The women arrested in Phoenix’s twice-yearly sex-work stings are forcibly taken to Bethany Bible Church and escorted inside in handcuffs. They are then given the option to avoid criminal prosecution by participating in a sectarian program. Critics, including Americans United, have said that Project ROSE is a clear violation of the First Amendment…
The Phoenix program is among the most blatant for its religious ties. During a sting in October 2013, Phoenix police apprehended 54 women on suspicion of prostitution. Those women were as young as 18 and as old as 58, Al Jazeera reported. They were immediately coerced into joining Project ROSE, which gives suspects a choice: go to church or go to jail.
Under the program’s rules, women picked up by police must authorize Catholic Charities to enroll them in its Prostitution Diversion Program (PDP) located in a section of Bethany Bible Church marked by a sign with a Latin cross, the Project ROSE logo and the words “Prosecutor’s Office.” There, a city prosecutor informs them that if they wish to keep their arrest off the books, they must complete Catholic Charities’ program.
On its website, Catholic Charities describes the PDP as “36 hours of self-exploration and education to develop self-esteem and give hope. Participants also receive rehabilitation services including support, education, and treatment to help them escape prostitution. Job placement assistance is also provided.
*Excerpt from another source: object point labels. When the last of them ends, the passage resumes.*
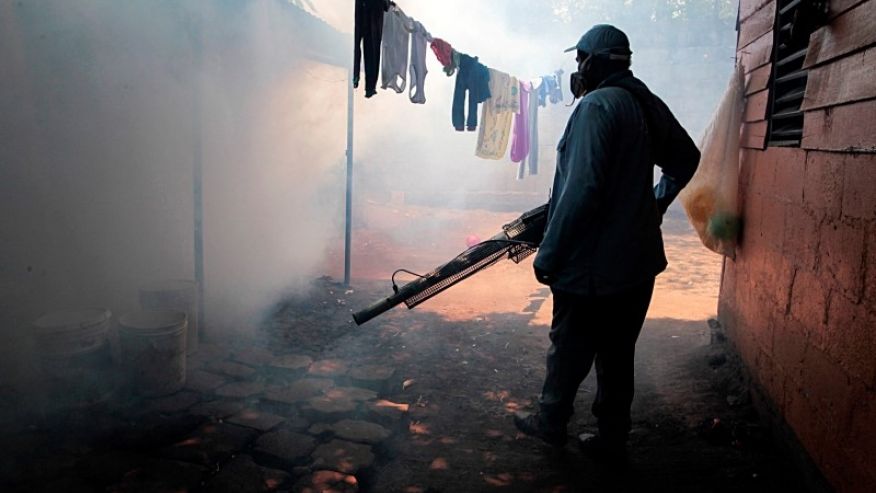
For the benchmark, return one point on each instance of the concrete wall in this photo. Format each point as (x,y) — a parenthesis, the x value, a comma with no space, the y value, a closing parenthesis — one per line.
(799,301)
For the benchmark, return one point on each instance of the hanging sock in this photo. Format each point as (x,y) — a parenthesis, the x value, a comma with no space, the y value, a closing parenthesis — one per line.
(498,114)
(533,130)
(396,40)
(368,34)
(474,79)
(446,55)
(520,143)
(419,39)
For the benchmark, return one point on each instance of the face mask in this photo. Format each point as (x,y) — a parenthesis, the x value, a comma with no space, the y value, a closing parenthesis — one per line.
(578,84)
(578,81)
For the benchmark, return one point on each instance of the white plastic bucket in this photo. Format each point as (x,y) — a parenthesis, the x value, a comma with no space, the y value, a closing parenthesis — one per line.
(179,295)
(74,355)
(153,346)
(69,337)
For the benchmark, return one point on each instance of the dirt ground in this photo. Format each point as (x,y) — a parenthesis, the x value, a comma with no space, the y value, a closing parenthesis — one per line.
(419,400)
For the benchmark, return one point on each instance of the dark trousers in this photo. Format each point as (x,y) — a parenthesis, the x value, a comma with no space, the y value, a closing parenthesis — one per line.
(368,35)
(604,328)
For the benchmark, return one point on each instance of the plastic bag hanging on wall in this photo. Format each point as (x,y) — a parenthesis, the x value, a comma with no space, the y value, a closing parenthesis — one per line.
(710,199)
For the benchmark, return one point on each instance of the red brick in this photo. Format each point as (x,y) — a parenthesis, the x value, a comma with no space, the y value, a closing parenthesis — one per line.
(772,227)
(809,299)
(843,128)
(828,386)
(851,340)
(790,344)
(755,107)
(769,378)
(747,157)
(838,7)
(847,80)
(859,187)
(763,173)
(845,34)
(752,214)
(841,258)
(778,274)
(801,416)
(758,79)
(860,442)
(753,135)
(747,8)
(790,173)
(845,471)
(823,184)
(870,268)
(800,246)
(758,24)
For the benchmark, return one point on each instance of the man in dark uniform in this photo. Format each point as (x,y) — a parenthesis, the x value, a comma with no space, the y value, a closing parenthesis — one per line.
(602,247)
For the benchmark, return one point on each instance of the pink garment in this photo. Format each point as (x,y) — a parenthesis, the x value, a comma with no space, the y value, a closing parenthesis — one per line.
(520,144)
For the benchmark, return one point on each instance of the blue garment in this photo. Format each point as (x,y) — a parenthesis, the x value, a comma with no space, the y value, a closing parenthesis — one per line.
(603,233)
(551,89)
(473,78)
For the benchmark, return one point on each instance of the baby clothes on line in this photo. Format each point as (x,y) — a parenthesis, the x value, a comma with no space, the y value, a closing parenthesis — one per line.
(368,33)
(551,89)
(474,79)
(520,143)
(443,51)
(419,38)
(533,134)
(498,113)
(396,40)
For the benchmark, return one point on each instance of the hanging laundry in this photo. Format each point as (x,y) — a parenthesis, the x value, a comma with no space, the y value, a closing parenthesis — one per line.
(551,89)
(498,113)
(368,33)
(533,134)
(454,63)
(396,40)
(419,39)
(447,56)
(474,79)
(520,142)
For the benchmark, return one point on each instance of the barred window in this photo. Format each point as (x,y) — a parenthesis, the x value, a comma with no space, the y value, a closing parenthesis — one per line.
(796,20)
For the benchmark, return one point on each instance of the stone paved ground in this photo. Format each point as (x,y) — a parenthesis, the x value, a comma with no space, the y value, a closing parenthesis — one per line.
(415,401)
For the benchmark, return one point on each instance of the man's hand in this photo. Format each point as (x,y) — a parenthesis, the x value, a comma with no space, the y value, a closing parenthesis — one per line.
(543,277)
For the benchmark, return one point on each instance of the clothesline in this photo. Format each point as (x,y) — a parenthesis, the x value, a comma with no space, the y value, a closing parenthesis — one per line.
(430,39)
(386,36)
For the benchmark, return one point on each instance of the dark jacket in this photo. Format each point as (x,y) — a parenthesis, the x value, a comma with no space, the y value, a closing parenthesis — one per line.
(473,77)
(603,233)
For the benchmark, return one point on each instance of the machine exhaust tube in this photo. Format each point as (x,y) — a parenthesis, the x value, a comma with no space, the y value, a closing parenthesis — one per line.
(517,240)
(376,309)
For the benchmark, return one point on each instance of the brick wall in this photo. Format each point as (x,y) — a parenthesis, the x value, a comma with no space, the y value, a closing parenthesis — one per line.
(799,301)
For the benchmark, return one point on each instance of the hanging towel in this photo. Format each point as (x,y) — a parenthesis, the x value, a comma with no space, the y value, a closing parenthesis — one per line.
(474,79)
(419,38)
(498,113)
(533,133)
(520,143)
(368,35)
(396,40)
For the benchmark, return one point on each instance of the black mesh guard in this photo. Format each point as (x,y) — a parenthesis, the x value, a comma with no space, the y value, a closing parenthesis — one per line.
(528,228)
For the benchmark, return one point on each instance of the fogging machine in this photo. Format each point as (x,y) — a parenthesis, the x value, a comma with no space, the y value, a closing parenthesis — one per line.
(518,240)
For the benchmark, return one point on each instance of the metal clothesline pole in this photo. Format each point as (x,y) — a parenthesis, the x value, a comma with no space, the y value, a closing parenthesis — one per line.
(348,226)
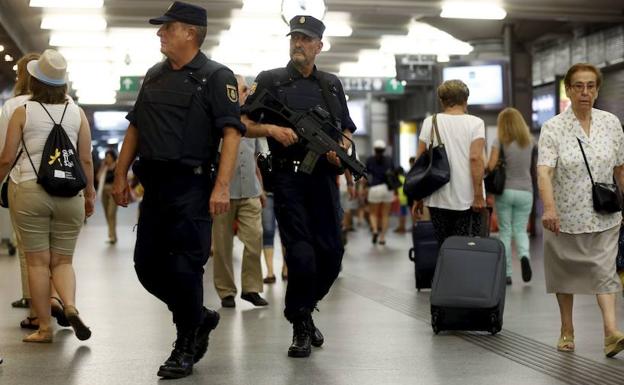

Those who complete the program have their charges dismissed.”
If the suspects don’t agree to enter that sectarian program, a police report is submitted to the Phoenix Prosecutor’s Office, and they are charged with prostitution. A conviction carries a mandatory sentence of 15 days to six months’ imprisonment, in addition to a fine of up to $2,500.
The ultimate solution to this is to legalize sex work entirely and regulate it to protect those who engage in it. But this program is blatantly unconstitutional and needs to stop. I hope they can find one of the people arrested in these stings to agree to challenge it in court.